Sempre amei ter a casa cheia de plantas. Cheia de vida, aromas e cores.

Cuidar delas sempre foi terapêutico para mim.

Recentemente, errei a mão e acabei regando uma delas em excesso.

Ela não precisava de mais água. Ela estava bem com aquela quantidade habitual.

Em razão da rega em excesso, boa parte das raízes apodreceram. Os caules e as folhas, todavia, continuaram praticamente intactos e assim ficariam por pelo menos mais alguns dias.

Era a minha favorita.

Se eu a podasse, ela perderia quase todos os caules e quase todas as folhas. Já não seria uma planta bonita. Voltaria a ser apenas uma muda. Apesar disso, ela poderia brotar e se restabelecer.

Fiquei um momento pensando se haveria outra coisa que eu pudesse fazer, apesar de já saber a resposta. Independentemente do que eu fizesse, mais da metade da planta iria apodrecer.

Eu não queria perdê-la. Eu não queria podá-la, da mesma forma como não queria que ela apodrecesse – mesmo sabendo que isso seria inevitável.
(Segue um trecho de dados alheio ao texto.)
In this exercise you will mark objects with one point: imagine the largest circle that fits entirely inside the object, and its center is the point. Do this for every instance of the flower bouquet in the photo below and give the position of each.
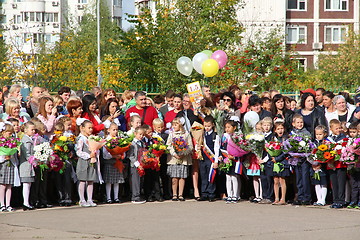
(9, 146)
(95, 143)
(273, 148)
(237, 145)
(298, 146)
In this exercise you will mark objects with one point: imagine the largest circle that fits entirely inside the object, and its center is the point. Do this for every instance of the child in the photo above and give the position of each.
(85, 171)
(302, 170)
(233, 184)
(112, 176)
(320, 184)
(354, 173)
(337, 169)
(9, 173)
(266, 174)
(135, 121)
(210, 153)
(178, 164)
(134, 154)
(283, 165)
(27, 173)
(159, 127)
(151, 178)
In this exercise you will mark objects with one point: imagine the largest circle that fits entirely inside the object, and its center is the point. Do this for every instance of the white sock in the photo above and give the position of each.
(116, 190)
(26, 193)
(318, 193)
(108, 191)
(229, 186)
(323, 194)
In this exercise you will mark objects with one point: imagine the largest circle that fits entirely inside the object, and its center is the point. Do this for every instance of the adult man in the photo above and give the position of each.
(33, 104)
(64, 93)
(169, 98)
(146, 113)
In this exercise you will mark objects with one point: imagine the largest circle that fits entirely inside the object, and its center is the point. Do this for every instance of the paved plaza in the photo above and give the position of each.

E pensava assim, porque naquele momento, desde que escondidas as raízes apodrecidas, ela continuava linda.

Às vezes, nos apegamos. Não queremos deixar irem amigos, amores, momentos.

Nos mantemos em situações que, no fundo, sabemos que já não fazem mais sentido. São situações que estão na iminência de acabar.

De onde estamos, até conseguimos ver as ruínas ao final, mas nos recusamos a aceitar e, por vezes, procuramos incessantemente reencontrar a beleza que um dia existiu ali.

Acontece que essa beleza, mesmo se encontrada, já não será suficiente para suprir ou compensar o que o se passou no decorrer do tempo, da mesma forma como a beleza da planta jamais seria capaz de suprir os danos causados às raízes.

Há momentos nos quais manter-se da forma atual parece ser mais seguro e confortável do que recomeçar.

O cenário atual, já como é. Já sabemos o que nos espera. Já estamos acostumados.

O caminho até o recomeçar que doi. E doi porque exige a aceitação e o desapego. Exige que deixemos de viver no “e se tivesse sido diferente” e tomemos consciência de que vivemos no presente, não no passado.

É abrir mão de quem um dia fomos. É deixar ir quem um dia representou tanto para nós.

A verdade é que surge uma nova versão de nós a cada instante. Jamais seremos quem um dia fomos. As pessoas e os momentos são cíclicos e, se quisermos viver em paz, precisamos aceitar que há pessoas que ficam e há pessoas que vão.

O fato de não aceitarmos o passado, não vai mudá-lo.

Precisamos deixá-lo. Precisamos podar a planta e recomeçar.